The Average processing rate (APR) shown on the Application details for host 66539 is 72.81 GFLOPS for CUDA32 and 64.93 GFLOPS for CUDA42. That's the basis on which the Scheduler logic considers CUDA32 faster.

However, the Scheduler choice of which to send has a random factor applied. It's based on the normal distribution so is usually small, and it is further scaled down by the number of completed tasks in the host average. The idea is that the host averages will get more reliable as more tasks are averaged in. But the host averages are calculated using exponential smoothing such that about half the average is based on the most recent 69 values, so they can actually vary considerably for GPU processing.

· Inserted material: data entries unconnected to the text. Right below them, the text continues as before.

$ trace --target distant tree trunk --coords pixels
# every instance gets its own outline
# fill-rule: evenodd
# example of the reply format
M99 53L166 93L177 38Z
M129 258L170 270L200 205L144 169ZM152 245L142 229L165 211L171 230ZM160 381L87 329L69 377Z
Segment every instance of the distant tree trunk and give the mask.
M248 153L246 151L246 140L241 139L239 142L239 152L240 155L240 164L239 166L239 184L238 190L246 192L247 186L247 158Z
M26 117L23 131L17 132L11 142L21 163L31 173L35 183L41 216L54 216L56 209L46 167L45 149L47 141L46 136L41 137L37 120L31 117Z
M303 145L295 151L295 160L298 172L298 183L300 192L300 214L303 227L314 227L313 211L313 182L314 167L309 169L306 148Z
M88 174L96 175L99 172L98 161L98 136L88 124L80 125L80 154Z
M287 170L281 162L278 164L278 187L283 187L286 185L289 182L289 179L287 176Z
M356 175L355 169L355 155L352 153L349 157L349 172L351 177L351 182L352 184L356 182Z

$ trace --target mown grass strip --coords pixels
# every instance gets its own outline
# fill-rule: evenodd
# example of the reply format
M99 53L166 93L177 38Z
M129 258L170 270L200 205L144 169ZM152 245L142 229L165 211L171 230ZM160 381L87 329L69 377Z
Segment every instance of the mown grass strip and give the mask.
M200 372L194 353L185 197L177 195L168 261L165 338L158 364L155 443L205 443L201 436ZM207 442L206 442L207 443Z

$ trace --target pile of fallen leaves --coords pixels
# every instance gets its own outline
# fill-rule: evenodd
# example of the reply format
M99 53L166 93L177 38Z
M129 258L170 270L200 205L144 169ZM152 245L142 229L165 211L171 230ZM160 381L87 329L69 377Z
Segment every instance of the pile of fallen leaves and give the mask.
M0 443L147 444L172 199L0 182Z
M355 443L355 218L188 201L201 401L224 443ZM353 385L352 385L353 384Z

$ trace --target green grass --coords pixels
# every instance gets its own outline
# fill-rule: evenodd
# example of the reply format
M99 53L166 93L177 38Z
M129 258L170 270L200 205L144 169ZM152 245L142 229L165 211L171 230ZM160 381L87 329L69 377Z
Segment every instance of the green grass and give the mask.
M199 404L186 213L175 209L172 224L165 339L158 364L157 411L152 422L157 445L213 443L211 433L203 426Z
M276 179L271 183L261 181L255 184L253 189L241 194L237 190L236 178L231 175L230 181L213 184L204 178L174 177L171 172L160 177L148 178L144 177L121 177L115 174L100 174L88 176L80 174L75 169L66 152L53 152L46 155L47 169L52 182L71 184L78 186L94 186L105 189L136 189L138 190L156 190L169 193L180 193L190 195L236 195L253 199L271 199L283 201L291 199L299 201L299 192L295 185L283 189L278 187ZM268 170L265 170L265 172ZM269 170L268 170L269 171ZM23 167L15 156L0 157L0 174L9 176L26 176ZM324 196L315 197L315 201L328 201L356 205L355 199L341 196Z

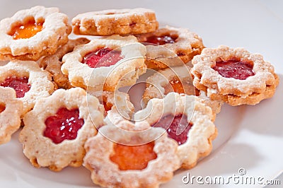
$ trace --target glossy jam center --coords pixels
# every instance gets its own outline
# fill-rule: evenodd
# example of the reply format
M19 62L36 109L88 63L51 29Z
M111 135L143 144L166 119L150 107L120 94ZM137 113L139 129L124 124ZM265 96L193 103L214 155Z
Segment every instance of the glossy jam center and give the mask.
M166 129L168 136L178 142L178 145L184 143L187 139L187 133L192 124L187 122L186 115L172 114L163 117L152 127L162 127Z
M167 95L170 92L195 95L195 87L185 81L181 82L177 77L173 78L173 79L169 81L169 83L165 86L164 90L165 95Z
M25 93L30 89L30 85L28 84L28 78L25 76L22 78L18 78L14 76L8 76L4 82L0 83L0 86L13 88L17 98L23 98Z
M154 142L140 146L115 144L110 160L117 164L121 170L142 170L151 160L157 158L154 151Z
M54 143L59 143L66 139L74 140L83 123L83 119L79 118L79 109L69 110L62 107L55 115L46 119L46 129L43 135L52 139Z
M6 109L6 106L4 104L1 104L0 103L0 113L4 111Z
M102 101L104 106L104 110L107 112L111 110L113 105L110 102L107 102L107 97L105 95L102 96Z
M217 61L213 69L225 78L233 78L238 80L246 80L254 76L253 65L238 60Z
M175 42L175 40L177 37L173 37L169 35L164 35L164 36L150 36L146 38L146 40L144 42L156 44L157 45L163 45L165 44L173 44Z
M114 65L123 58L120 52L104 47L87 54L81 63L86 64L91 68L98 68Z
M30 38L42 30L42 25L43 23L36 23L34 20L30 20L25 24L13 28L10 35L14 40Z

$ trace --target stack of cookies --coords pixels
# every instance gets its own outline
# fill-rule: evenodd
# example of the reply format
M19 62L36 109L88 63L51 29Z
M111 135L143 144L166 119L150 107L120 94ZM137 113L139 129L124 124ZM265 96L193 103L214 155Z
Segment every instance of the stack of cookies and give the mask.
M37 168L83 165L102 187L158 187L210 153L224 102L258 104L279 83L261 55L206 48L187 29L158 28L149 9L69 19L35 6L0 21L0 144L22 125ZM119 89L149 69L134 112Z

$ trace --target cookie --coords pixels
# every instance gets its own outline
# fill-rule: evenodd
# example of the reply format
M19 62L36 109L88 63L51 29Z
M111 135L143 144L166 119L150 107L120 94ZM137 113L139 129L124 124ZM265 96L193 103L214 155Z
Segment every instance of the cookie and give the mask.
M100 109L98 100L87 98L79 88L59 89L38 100L23 117L19 136L23 153L37 168L59 171L68 165L81 166L85 141L96 134L96 126L103 123Z
M37 61L68 42L71 27L57 8L37 6L0 21L0 59Z
M134 119L166 129L178 143L181 167L185 169L195 167L200 157L210 153L217 135L211 108L193 95L170 93L163 99L151 99Z
M62 73L74 87L114 91L145 73L146 49L134 36L93 39L63 57Z
M17 98L23 102L23 115L33 109L37 100L50 95L54 86L50 74L35 61L12 60L0 66L1 87L16 90Z
M8 142L21 126L23 102L10 88L0 87L0 144Z
M180 167L177 146L163 129L122 121L102 127L88 139L83 165L102 187L158 187Z
M146 64L152 69L187 64L204 48L202 38L185 28L166 26L136 36L139 42L146 45Z
M52 75L52 80L59 88L69 89L72 86L69 81L68 76L61 71L62 57L66 54L71 52L76 46L88 42L89 42L89 40L86 38L69 40L66 45L58 49L55 54L40 59L38 64L40 67L43 68Z
M119 91L91 91L87 90L88 94L93 95L98 98L100 102L103 105L105 114L115 107L121 116L127 119L132 118L134 112L134 105L129 100L127 93Z
M214 114L220 112L223 100L208 98L204 91L195 88L190 74L190 69L186 66L167 68L148 77L143 102L146 104L150 99L163 98L169 93L175 92L198 96L205 105L212 108Z
M71 22L76 35L134 35L154 32L158 28L154 11L141 8L84 13Z
M270 98L279 84L270 63L243 48L204 49L192 63L194 86L233 106L256 105Z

The "GFLOPS" are derived from the estimate of floating point operations the splitters provide. For SaH v7 those estimates are based on angle range (AR), and are a compromise between how AR affects processing on CPU or GPU. That compromise means that very high AR "shorties" provide a lower APR than normal midrange AR tasks when processed on GPU. It looks like all the CUDA42 tasks you got were shorties but CUDA32 has gotten a mix. Perhaps the next time the random factor makes the Scheduler send CUDA42 you'll get a batch of midrange AR tasks which will increase the APR for those.
Joe


A sidenote perhaps interesting to some: In addition to the averages being volatile with work mix and other aspects ignoring any hardware or app change not managed, the estimate mechanism already contains several 'noisy' inputs with various offsets/scales and variances in practice. Those sources of noise easily swamp those random factors inducing chaotic behaviour and making those random offsets more or less redundant.
2) Message boards : Number crunching : Einstein@Home Locks PC (Message 1604888)
Posted 3 days ago by Profile jason_gee


I'm running 3 tasks on a GTX 770 with 2gb ram, same as I run under Seti. I gave up all overclocking and all 6 cores of the 970 are running around 70C at 100% load with a water cooler. I have 4gb ram which is the max for 32bit Win7 OS.

Bob B.

Running 3 Einstein tasks on that GPU and only using a 32-bit OS with your limited system memory likely is a bad combination and a possible cause of your problem, turn the GPU down to 2 tasks and reserve at least 1 CPU core if you already havn't (two maybe needed though).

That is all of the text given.